8. En second lieu, aux termes de l’article L. 612-8 du code de l’entrée et du séjour des étrangers et du droit d’asile : « Lorsque l’étranger n’est pas dans une situation mentionnée aux articles L. 612-6 et L. 612-7, l’autorité administrative peut assortir la décision portant obligation de quitter le territoire français d’une interdiction de retour sur le territoire français. / Les effets de cette interdiction cessent à l’expiration d’une durée, fixée par l’autorité administrative, qui ne peut excéder deux ans à compter de l’exécution de l’obligation de quitter le territoire français ». Aux termes de l’article L. 612-10 du même code : « Pour fixer la durée des interdictions de retour mentionnées aux articles L. 612-6 et L. 612-7, l’autorité administrative tient compte de la durée de présence de l’étranger sur le territoire français, de la nature et de l’ancienneté de ses liens avec la France, de la circonstance qu’il a déjà fait l’objet ou non d’une mesure d’éloignement et de la menace pour l’ordre public que représente sa présence sur le territoire français. / Il en est de même pour l’édiction et la durée de l’interdiction de retour mentionnée à l’article L. 612-8 ainsi que pour la prolongation de l’interdiction de retour prévue à l’article L. 612-11 ».

9. Il ressort des dispositions précitées que la durée de l’interdiction de retour est déterminée en tenant compte de la durée de présence de l’étranger sur le territoire français, de la nature et de l’ancienneté de ses liens avec la France, de la circonstance qu’il a déjà fait l’objet ou non d’une mesure d’éloignement et de la menace pour l’ordre public que représente sa présence sur le territoire français. Il ressort des pièces du dossier que si Mme B... ne constitue pas une menace à l’ordre public, ni n’a fait l’objet d’une précédente mesure d’éloignement, elle ne justifie d’attaches en France qu’avec sa sœur et les enfants de celle-ci et s’est maintenue pendant plus de cinq ans en situation irrégulière. Ainsi, le préfet du Nord n’a pas méconnu les dispositions des articles L. 612-8 et L. 612-10 du code de l’entrée et du séjour des étrangers et du droit d’asile en prononçant à son encontre une interdiction de retour sur le territoire français d’une durée d’un an.

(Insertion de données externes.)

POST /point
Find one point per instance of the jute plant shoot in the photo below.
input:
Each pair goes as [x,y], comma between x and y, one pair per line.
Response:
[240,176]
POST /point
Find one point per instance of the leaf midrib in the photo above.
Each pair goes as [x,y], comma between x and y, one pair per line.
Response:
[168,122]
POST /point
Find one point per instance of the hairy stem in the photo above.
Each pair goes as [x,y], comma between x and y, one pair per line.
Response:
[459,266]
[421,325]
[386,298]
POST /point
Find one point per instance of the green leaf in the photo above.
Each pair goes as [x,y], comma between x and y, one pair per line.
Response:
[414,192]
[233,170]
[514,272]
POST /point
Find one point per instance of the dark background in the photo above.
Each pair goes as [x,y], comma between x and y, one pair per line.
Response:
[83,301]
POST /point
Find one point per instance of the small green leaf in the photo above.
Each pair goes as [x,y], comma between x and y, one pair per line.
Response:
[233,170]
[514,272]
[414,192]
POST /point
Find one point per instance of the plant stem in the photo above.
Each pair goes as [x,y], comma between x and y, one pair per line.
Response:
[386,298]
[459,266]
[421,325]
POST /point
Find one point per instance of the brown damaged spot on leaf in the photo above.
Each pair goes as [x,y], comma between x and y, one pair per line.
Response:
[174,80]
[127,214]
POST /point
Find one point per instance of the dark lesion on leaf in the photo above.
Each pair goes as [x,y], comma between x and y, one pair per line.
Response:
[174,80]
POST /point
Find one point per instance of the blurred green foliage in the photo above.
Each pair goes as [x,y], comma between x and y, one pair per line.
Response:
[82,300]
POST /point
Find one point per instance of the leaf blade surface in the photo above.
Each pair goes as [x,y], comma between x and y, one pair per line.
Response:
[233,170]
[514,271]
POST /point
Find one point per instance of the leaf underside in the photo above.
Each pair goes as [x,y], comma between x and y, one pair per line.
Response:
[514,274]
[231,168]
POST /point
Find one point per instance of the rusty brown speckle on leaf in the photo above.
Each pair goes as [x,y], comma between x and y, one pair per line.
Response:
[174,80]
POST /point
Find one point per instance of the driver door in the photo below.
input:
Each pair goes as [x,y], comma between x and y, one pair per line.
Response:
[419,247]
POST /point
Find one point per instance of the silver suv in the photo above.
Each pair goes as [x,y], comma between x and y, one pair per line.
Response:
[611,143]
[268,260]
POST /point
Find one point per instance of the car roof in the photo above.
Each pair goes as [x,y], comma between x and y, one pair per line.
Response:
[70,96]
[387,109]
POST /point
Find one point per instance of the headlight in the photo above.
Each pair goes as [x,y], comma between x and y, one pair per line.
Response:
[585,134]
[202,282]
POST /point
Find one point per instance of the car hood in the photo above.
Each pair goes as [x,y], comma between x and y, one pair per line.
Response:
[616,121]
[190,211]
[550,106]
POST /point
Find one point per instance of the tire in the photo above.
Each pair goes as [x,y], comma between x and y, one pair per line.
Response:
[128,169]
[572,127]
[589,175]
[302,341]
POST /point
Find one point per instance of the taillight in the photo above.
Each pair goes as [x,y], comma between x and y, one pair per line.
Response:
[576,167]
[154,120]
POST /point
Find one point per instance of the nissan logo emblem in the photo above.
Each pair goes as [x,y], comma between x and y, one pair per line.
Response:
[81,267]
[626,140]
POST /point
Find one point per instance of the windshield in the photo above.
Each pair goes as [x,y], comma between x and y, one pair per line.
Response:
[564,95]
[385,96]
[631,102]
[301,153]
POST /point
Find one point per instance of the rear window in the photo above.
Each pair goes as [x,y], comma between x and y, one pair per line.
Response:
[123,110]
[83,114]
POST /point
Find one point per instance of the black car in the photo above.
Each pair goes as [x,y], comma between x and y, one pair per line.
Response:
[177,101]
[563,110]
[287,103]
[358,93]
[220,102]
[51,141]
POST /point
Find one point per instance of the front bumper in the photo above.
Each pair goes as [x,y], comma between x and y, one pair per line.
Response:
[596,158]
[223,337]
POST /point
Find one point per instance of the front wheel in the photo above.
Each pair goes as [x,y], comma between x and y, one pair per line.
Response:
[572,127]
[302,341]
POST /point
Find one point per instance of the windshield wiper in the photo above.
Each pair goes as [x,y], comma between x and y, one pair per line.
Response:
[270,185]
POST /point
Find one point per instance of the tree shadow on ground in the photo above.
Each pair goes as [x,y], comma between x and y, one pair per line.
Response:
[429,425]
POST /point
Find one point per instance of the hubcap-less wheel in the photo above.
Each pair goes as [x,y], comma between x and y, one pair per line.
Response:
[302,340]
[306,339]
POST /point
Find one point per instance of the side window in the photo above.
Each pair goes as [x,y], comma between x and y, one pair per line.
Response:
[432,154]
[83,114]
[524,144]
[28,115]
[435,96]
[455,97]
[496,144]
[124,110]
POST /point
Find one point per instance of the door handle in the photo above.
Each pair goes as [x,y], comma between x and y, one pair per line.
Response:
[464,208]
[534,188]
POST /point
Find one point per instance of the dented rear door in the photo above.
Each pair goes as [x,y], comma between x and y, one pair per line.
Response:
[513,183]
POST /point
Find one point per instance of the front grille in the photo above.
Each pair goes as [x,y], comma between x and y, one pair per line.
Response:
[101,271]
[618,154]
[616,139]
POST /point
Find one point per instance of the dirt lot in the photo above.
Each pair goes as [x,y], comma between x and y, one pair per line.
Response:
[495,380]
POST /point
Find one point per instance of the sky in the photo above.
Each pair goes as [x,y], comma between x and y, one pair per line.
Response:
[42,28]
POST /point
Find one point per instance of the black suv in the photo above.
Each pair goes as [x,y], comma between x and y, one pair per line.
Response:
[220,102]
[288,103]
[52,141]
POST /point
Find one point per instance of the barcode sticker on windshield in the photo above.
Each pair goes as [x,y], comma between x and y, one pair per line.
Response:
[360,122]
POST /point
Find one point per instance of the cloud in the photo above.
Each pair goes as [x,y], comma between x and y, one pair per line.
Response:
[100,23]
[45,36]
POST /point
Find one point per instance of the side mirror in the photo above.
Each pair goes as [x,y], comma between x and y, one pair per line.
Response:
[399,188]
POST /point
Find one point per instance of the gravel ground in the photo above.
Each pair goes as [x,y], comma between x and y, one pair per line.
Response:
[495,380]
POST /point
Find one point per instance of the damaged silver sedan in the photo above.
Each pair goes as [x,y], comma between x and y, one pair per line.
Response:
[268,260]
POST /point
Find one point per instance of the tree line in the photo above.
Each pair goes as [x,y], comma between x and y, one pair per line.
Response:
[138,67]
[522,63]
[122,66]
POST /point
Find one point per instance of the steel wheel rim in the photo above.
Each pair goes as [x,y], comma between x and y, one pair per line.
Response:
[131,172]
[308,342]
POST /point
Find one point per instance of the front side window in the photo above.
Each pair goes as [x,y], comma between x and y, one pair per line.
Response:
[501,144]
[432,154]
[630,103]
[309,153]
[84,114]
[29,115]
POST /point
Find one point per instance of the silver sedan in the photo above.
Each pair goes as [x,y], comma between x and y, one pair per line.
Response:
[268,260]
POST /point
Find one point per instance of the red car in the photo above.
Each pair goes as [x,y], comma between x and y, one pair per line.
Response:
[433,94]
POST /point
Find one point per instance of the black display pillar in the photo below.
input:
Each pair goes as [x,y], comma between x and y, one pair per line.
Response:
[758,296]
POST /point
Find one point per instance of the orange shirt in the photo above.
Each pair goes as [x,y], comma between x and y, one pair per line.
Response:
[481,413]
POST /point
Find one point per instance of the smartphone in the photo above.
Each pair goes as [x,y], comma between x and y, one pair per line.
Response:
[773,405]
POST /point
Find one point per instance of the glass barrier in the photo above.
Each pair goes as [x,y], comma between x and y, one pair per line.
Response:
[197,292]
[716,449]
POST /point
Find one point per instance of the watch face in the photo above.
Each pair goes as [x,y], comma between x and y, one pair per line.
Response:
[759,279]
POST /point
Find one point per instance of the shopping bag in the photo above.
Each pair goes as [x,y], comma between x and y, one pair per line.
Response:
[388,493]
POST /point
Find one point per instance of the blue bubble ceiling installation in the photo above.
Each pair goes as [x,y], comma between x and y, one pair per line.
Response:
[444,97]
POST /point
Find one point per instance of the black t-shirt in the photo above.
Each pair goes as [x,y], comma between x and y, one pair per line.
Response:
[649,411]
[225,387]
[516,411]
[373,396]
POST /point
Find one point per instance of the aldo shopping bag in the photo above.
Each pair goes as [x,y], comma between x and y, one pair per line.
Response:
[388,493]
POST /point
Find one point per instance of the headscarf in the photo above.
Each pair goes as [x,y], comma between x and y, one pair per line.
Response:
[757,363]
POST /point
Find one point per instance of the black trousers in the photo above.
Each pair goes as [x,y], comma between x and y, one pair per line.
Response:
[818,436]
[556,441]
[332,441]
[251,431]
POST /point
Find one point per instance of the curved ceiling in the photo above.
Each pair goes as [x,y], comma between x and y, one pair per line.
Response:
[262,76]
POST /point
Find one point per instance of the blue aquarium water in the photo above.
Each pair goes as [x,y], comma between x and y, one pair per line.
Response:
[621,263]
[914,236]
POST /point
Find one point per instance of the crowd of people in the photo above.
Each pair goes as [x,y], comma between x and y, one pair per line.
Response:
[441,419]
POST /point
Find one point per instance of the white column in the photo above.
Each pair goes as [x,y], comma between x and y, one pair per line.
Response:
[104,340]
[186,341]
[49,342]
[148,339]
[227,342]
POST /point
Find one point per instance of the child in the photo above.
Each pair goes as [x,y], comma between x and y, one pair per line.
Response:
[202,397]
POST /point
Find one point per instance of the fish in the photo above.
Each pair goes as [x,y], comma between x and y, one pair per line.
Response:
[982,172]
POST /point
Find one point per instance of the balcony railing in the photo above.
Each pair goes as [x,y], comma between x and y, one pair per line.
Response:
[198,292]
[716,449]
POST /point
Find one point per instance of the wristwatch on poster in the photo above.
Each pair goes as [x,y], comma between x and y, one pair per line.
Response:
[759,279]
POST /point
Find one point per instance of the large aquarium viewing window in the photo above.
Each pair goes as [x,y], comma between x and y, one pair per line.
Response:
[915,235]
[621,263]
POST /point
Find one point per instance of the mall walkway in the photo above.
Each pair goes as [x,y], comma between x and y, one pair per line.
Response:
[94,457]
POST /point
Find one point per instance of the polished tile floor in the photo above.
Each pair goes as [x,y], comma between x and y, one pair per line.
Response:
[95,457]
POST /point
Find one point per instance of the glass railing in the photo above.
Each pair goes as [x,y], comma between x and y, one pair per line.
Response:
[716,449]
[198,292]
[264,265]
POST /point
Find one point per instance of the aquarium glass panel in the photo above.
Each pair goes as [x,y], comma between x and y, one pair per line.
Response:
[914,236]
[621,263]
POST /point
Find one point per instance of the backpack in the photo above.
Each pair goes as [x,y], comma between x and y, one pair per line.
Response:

10. Il résulte de tout ce qui précède que les conclusions à fin d’annulation présentées par Mme B... doivent être rejetées. Par voie de conséquence, les conclusions à fin d’injonction et celles présentées au titre des articles L. 761-1 du code de justice administrative et 37 de la loi du 10 juillet 1991 doivent l’être également.


D E C I D E :



Article 1er : La requête de Mme B... est rejetée.

Article 2 : Le présent jugement sera notifié à Mme A... B... et au préfet du Pas-de-Calais.

Délibéré après l’audience du 3 mars 2026, à laquelle siégeaient :

Mme Leguin, présidente,
Mme Piou, première conseillère,
M. Perrin, premier conseiller.


Rendu public par mise à disposition au greffe le 24 mars 2026.


Le rapporteur,
Signé
D. Perrin
La présidente
Signé
AM. Leguin

La greffière,
Signé
C. Calin




La République mande et ordonne au préfet du Pas-de-Calais en ce qui le concerne ou à tous commissaires de justice à ce requis en ce qui concerne les voies de droit commun contre les parties privées, de pourvoir à l’exécution de la présente décision.